In light of the established law as well a thorough examination of the contention of a potential trademark-copyright infringement overlap, the Court rejected Lacoste’s plea emphasising that there was a “convergence of the idea and execution in Lacoste’s artistic expression.”

The Complexities of Establishing Reputation, Passing Off and Territoriality of Claims

While the Court ruled affirmatively in favour of Lacoste for trademark infringement, the case for passing off, based on its established reputation, was different. The Court in this scenario, noted that the plaintiffs are bound to discharge the burden of producing a higher standard of proof to demonstrate reputation, especially when the suit reaches its final stage. 

The Court noted that Lacoste was unable to conclusively prove its case for “established reputation and goodwill” based on its lack of conformity with the requisites outlined under Section 65B of the Indian Evidence Act, 1872. These include the need to produce a mandatory certificate in support of the adduced electronic evidence, which Lacoste failed to furnish. Thus, while the Court did recognise the case of passing off made out by Lacoste internationally, it was held that the same could not withstand in the Indian territorial bounds. 

Along the same lines, the Court also held in favour of Lacoste while examining the applicability of the aforementioned CEA. Noting the global nature of the current dispute, wherein several countries, including Japan in 1971, had already injuncted CIPL, its reliance on the said CEA, which was signed in 1983, per se was defective. The Court observed that the CEA, by itself, was not applicable in India, owing to the absence of any such clause or any further communication pertaining to such inclusion. Emphasising that trademark rights are strictly territorial in nature, the Court actively dismissed the claim that Lacoste violated the CEA and its terms of application by way of the present suit. 

A Pyrrhic Victory Marred by the Taint of Delay

While the judgement symbolises the closure of a long-standing dispute at the judicial altar, this systemic victory is certainly overshadowed by the sheer duration of litigation involved in the suit. For a case to drag on for over two decades undermines the very essence of legal protection in IP, which thrives on timely enforcement to preserve brand value and market standing. While the Court has cemented a strong precedential foreground to protect well-known brands in sight of potential cases of infringement, the prolonged nature of the judgement also reveals the deep-seated issues prevailing within India’s dispute resolution process.

In a fast-evolving and globally interconnected commercial landscape, a dilatory process of resolution can erode the efficacy of legal recourse for market players, discouraging them from pursuing judicial remedies.

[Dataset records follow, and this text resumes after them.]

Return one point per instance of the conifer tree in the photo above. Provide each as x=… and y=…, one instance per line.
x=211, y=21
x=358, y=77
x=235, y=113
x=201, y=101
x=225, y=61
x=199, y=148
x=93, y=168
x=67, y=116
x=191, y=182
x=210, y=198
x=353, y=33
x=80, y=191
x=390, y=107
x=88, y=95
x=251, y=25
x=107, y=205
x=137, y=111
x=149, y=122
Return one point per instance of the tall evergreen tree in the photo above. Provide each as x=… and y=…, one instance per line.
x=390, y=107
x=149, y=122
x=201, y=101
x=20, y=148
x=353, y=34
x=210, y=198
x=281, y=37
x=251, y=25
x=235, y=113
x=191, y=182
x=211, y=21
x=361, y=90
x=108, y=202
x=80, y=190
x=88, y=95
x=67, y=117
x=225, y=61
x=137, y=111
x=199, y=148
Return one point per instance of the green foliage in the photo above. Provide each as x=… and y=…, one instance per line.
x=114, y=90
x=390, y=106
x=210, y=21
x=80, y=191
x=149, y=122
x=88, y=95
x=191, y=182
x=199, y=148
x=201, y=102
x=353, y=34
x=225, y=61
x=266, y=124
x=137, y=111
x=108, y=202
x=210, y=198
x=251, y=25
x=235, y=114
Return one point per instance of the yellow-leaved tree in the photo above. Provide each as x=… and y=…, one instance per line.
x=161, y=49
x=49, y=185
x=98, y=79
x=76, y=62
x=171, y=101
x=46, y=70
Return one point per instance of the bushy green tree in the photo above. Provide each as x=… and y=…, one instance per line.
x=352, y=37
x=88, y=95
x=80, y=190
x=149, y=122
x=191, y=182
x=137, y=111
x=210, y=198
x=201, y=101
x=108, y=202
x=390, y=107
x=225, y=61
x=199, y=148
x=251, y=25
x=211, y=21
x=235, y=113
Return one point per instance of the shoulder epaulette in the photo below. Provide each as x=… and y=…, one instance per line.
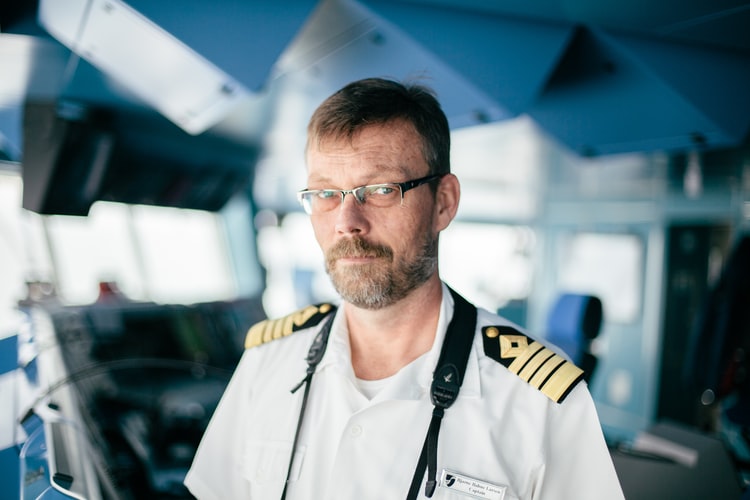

For global brands like Lacoste, the wait might be bearable given their strong financial backing and established market presence. But for smaller entities in India and beyond, the exorbitant time and resources required for such prolonged litigation could render them defenceless against trademark and copyright violations.

This case should be a wake-up call for the judiciary to prioritise swift resolutions, especially in IP matters where the market moves much faster than the courts. Until that happens, the slow pace of adjudication will also continue to threaten India’s stature as an emerging hub for IP protection.